Russian revolutionary and author

Vladimir Mikhailovich Zenzinov (Влади́мир Миха́йлович Зензи́нов; historically, his surname was also transcribed as Sensinoff: 29 November 1880 — 20 October 1953) was a member of Russia's Socialist-Revolutionary Party, a participant of the First (1905), Second (February 1917), and Third (November 1917) Russian Revolutions, and an author of a number of books.

==Biography==
Vladimir Zenzinov was born in Moscow in 1880, the son of a merchant. He studied at several universities in Germany and was known as one of the 'Heidelberg SRs'. His friendship with N.D. Avksentiev and A.R. Gots dates from that period. He joined the Socialist-Revolutionary Party (PSR) in 1901 and returned to Russia in 1904. Arrested at the beginning of the Revolution of 1905 and sentenced to five years banishment in Siberia, he escaped to Western Europe, then returned to St. Petersburg in 1906. He worked for the PSR in various capacities and was elected to its Central Committee. He was active in Moscow, St. Petersburg and Kyiv. In September 1906, he was arrested again and banished to Siberia. In 1907, he escaped, making his way to Western Europe via Japan, Shanghai, Hong Kong, Singapore, Colombo, and the Suez Canal. He soon returned illegally to Russia.
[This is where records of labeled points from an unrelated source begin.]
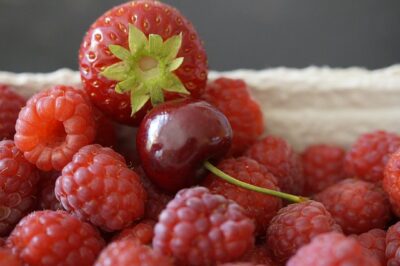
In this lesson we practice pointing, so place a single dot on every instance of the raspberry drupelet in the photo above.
(280, 159)
(7, 258)
(375, 242)
(106, 130)
(295, 225)
(332, 249)
(369, 154)
(55, 238)
(260, 207)
(53, 126)
(391, 181)
(97, 186)
(259, 255)
(143, 232)
(356, 205)
(10, 105)
(393, 245)
(156, 199)
(128, 252)
(233, 98)
(18, 180)
(200, 228)
(323, 167)
(47, 197)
Arrested again in 1910, Zenzinov was banished to northern Yakutia to make escape impossible. There he devoted himself to ethnographic studies and wrote several pioneering anthropological works on the subject, e.g.: Starinnye liudi u kholodnogo okeana (Moscow, 1914) and Ocherki torgovli na severe Yakutskoi oblasti (Moscow, 1916). In his memoirs, he tells of some extremely isolated places he visited, such as the village of Russkoye Ustye in the Arctic. In 1915 Zenzinov returned to European Russia and lived in Moscow and St. Petersburg. He participated in the February Revolution of 1917, played various roles in the All-Russian Soviet of Workers', Soldiers' and Peasants' Deputies and supported the Provisional Government under A.F. Kerensky. With respect to World War I, which bitterly divided the PSR, Zenzinov adopted a 'Revolutionary Defencist' position: opposed to the war before the February Revolution, he supported the 'defence of the revolution' against Germany. Zenzinov tried to mediate between more radical 'Defencists' (like A.A. Argunov and the 'Internationalists' led by V.M. Chernov and M.A. Natanson.
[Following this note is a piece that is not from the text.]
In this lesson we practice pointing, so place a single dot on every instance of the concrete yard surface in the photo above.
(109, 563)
Zenzinov opposed the October Revolution. He was elected as an SR deputy to the one-day Constituent Assembly, dispersed by the Bolsheviks in 1918. Thereafter Zenzinov joined the rump Constituent Assembly government in Samara in 1918. He was briefly one of the Directors of the Provisional All-Russian Government, together with N.D. Avksentiev and others. Arrested during a military coup by Admiral Kolchak in November 1918, Zenzinov was exiled to China. From there he made his way back to Western Europe. He lived in Berlin until Hitler came to power in 1933, then moved to Paris. During this time he published several more books and worked for a variety of émigré socialist journals, including Volya Rossiya, Golos Rossii, Dni, Novaya Rossiya and Sovremennye zapiski.
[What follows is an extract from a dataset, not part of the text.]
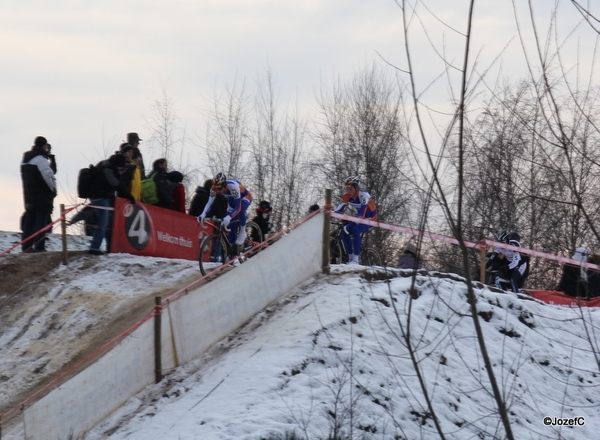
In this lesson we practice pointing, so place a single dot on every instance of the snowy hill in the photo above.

In 1939, Zenzinov went to Finland to witness the beginning of World War II and the Soviet attack on Finland, and to gather information on Russia. In 1940, Zenzinov emigrated to the United States, settling in New York and writing his memoirs.

==Works==
- Starinnye liudi u kholodnogo okeana, (Moscow, 1914)
- Ocherki torgovli na severe Yakutskoi oblasti, (Moscow, 1916)
- The Road to Oblivion, (New York, 1931)
- Iz zhizni revoliutsionera, (Paris, 1919)
- Nena, (Berlin, 1925)
- Zheleznyi skrezhet. Iz amerikanskikh vpechatlenii, (Paris, 1926)
- Perezhitoe, (New York, 1953)
- Vstrecha s Rossiei, New York 1945

==Sources==
- Vladimir Zenzinov Papers: Vladimir Zenzinov Biography
- Hildermeier, M., Die Sozialrevolutionäre Partei Russlands: Agrarsozialismus u. Modernisierung im Zarenreich (1900-1914). Cologne, 1978.